When I used taxa barplot, I encountered error.

qiime taxa barplot
--i-table trimmed-table-fwd.qza
--i-taxonomy fwd-gg.taxonomy.qza
--m-metadata-file metadata.txt
--o-visualization taxa-barplot-fwd.qzv

Plugin error from taxa: Feature IDs found in the table are missing from the taxonomy. (A long list of Feature IDs follows...)
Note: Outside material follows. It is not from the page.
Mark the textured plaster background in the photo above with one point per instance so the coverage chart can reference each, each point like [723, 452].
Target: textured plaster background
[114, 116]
When I did a quick comparison of Feature IDs in trimmed-table-fwd.qza and fwd-gg.taxonomy.qza, some could not be found in the taxonomy file.

Thanks again!

Best Regards
Stephanie

Hi @Stephanie,

It looks like the file previously sent was named trimmed-table-fwd-gg.qza whereas the command run used trimmed-table-fwd.qza. Is it possible the wrong input table was used to construct the barplot?

Best,
Daniel

1 Like

Hi Daniel

I understand now. I should use the output of greengenes2 filter-features (instead of the output of --o-table of DADA2) for --i-table in qiime taxa barplot. It is now solved!

Thank you so much for your help!

Best Regards
Stephanie

1 Like

That's great to hear!!

1 Like

This topic was automatically closed 31 days after the last reply. New replies are no longer allowed.